Crowdlending: This is a type of crowdfunding of people with entrepreneurial ideas in lesser developed countries. Usually, people require small funding amounts, by the standards of affluent countries, to set up a simple business as a sole proprieter. It’s a citizen-led intervention in international development assistance through online entities such as Kiva.org.
We are talking about loans here, not donations or charity, and the repayment rate has been extraordinarily high, well over 95 percent.
The idea has come to Australia on the web pages of organisations like Pozible (http://www.pozible.com) through which social and small business entrepreneurs can seek start-up capital.
Pre-selling: This is simply the selling of something before it is produced. Clearly, a level of trust is required that the good or service will actually be produced. It is because of this that reputation is so important today.
Some in the permaculture design movement might recall pre-selling being used to fund some of the early books on the design system.
Michael told of how Awaken Cafe in the US presold coffee credits to fund their new premises. The value proposition was twofold—ideologically, by supporting a local business and, practically, getting more coffee than the coffee-equivalent value of the amount invested. The business paid interest on investment in the form of coffee credits.
Local stock: Michael spoke of the need for local stock exchanges through which people could invest in local business. As a form of people’s capitalism it sure would beat investing in shaky old Wall Street with its economic abstractions and dicey dealing.

Local variants

There are other economic instruments for a people’s economy in our country.
Rachael Botsman has done much to categorise, systematise and popularise what has become known as collaborative consumption, however Rachael did not invent it. That credit goes to Michael Linton who created LETS—Local Exchange and Trading System—a means of cashless community trading that is still to be found in Australia. What’s less known is that Michael worked in Sydney during the 1990s, basing himself at Randwick Community Centre.
Collaborative consumption is a child of the collaborative web.
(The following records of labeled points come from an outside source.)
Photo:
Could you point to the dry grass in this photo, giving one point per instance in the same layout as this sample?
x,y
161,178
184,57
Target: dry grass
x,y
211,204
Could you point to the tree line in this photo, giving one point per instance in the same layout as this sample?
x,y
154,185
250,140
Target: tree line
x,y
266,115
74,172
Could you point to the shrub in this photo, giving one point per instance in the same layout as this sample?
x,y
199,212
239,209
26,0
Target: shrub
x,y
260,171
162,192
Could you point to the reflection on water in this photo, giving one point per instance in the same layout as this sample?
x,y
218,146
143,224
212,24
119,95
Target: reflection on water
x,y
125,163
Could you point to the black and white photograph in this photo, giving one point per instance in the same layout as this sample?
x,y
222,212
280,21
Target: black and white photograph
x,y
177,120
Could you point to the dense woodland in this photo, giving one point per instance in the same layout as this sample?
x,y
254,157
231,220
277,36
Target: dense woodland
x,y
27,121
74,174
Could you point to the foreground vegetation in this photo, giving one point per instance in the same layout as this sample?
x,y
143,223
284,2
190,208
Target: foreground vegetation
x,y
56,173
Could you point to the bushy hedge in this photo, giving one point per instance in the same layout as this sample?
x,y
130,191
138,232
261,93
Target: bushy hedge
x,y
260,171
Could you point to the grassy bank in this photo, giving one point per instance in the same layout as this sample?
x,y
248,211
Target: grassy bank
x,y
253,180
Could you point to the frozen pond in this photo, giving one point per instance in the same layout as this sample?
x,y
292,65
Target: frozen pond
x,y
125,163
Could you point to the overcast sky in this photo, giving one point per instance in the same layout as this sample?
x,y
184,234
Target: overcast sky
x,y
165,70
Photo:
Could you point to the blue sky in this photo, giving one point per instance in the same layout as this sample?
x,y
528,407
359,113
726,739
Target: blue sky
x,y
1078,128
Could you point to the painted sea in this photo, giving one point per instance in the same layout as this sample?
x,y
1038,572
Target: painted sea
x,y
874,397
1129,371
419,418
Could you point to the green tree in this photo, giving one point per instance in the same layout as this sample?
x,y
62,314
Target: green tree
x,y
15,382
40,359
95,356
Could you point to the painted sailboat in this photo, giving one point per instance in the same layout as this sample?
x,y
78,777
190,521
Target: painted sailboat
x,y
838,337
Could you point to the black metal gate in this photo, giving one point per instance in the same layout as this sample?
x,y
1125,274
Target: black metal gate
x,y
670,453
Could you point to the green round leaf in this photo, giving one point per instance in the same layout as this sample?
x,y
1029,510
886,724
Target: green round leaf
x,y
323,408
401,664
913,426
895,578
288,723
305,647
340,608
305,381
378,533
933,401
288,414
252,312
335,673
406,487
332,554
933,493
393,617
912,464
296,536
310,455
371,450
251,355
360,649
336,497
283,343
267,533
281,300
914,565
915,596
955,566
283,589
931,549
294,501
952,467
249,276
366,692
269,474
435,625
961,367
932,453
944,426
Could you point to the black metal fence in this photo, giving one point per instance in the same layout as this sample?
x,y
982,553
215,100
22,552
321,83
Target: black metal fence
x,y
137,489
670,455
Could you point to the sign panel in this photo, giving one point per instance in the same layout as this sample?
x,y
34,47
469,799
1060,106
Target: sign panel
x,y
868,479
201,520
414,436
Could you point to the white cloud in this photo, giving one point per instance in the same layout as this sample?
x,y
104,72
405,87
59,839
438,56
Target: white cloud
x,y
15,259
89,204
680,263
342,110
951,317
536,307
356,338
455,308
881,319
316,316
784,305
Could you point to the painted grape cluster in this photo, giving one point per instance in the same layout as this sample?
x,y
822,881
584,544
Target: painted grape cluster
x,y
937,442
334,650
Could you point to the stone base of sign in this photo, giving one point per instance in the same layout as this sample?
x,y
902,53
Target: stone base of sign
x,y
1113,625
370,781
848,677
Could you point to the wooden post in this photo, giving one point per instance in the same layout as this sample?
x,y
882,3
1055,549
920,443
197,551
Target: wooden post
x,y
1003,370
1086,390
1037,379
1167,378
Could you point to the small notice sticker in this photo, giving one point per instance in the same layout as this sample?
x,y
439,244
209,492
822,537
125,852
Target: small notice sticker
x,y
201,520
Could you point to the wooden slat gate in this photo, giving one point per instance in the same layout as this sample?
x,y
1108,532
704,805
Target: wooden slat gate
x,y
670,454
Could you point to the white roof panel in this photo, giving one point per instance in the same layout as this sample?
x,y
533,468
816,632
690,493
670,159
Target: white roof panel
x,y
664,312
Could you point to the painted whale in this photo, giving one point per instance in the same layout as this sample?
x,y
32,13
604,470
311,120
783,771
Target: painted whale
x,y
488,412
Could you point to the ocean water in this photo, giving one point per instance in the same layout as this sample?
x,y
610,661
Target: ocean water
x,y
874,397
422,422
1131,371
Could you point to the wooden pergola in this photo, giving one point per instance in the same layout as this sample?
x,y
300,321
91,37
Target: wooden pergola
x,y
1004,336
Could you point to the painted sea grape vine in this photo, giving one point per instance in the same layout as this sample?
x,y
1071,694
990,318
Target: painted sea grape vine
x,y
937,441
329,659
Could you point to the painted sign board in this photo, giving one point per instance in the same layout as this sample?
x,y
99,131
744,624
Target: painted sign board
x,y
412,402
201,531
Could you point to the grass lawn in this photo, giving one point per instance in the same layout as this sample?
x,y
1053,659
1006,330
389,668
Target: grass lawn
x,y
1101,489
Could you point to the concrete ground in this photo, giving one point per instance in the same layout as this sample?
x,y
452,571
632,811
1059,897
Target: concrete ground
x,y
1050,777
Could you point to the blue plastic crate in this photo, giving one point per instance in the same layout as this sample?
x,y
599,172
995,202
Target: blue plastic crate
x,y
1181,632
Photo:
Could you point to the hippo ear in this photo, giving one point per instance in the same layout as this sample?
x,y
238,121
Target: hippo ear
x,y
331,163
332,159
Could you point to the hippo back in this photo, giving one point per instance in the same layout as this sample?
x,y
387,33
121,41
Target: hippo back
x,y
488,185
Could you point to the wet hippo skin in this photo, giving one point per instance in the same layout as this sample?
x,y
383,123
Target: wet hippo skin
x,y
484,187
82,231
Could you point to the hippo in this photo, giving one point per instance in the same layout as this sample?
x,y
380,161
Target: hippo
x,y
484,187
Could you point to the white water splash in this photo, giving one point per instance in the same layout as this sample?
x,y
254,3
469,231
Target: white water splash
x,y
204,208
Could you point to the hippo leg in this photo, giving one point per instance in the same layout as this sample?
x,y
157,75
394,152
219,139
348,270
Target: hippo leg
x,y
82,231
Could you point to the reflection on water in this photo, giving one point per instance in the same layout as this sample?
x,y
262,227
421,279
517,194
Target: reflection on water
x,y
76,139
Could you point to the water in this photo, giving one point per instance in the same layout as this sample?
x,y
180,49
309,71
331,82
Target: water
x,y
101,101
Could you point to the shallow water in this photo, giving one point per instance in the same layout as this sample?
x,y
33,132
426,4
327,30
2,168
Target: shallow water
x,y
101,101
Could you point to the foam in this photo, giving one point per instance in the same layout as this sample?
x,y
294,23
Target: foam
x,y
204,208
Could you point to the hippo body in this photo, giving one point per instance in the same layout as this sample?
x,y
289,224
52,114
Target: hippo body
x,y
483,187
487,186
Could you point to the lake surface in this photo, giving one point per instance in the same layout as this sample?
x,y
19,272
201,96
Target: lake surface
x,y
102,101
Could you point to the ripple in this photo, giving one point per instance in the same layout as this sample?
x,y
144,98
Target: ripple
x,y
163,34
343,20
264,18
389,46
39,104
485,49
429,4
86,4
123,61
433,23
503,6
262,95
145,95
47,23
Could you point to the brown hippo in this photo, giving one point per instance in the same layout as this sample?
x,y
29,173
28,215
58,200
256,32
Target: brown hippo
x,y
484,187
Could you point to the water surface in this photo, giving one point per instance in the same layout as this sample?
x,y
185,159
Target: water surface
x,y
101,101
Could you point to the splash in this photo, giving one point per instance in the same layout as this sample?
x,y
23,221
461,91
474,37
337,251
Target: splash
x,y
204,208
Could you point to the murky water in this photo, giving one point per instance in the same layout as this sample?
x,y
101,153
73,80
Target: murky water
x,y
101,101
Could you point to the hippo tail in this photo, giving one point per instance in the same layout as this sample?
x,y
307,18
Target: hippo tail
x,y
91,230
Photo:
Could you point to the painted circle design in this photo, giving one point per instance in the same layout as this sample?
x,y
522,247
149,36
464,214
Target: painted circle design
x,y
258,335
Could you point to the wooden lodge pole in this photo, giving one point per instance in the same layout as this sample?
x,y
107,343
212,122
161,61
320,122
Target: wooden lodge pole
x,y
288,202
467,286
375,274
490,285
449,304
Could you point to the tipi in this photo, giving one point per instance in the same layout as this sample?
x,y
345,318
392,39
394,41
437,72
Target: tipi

It is booming now because of the ease of online communications which has spread it further than would have been possible in the days before we had effective online communications.
Even councils offer workshops to help people get started in collaborative consumption—Randwick City Council at their Barrett House community sustainability demonstration centre, and City of Sydney which, unfortunately for it, lacks such a venue.
Let’s include in this rather sudden blooming of community economic initiatives the trading-in-kind second-hand clothing and household items events. And food swap ventures such as Melbourne and Adelaide’s Community Harvest (there’s a food swap in the Blue Mountains too), time share/time dollar schemes not unlike LETS in operation and initiatives like Permablitz, the mutual assistance home garden makeover scheme. There’s also the bulk buy schemes for household solar electric panels.

New economy

What makes both Michael Schuman’s call to further facilitate locally-owned small business and the web-enabled community trading systems newsworthy is the emergence of community trading systems in both Greece and Spain, two nations beset with overwhelming economic difficulty.
There, people forced out of the mainstream economy are inventing one of their own, a truly alternative economy.

Michael’s new book

Local Dollars, Local Sense
How to Shift Your Money from Wall Street to Main Street and Achieve Real Prosperity.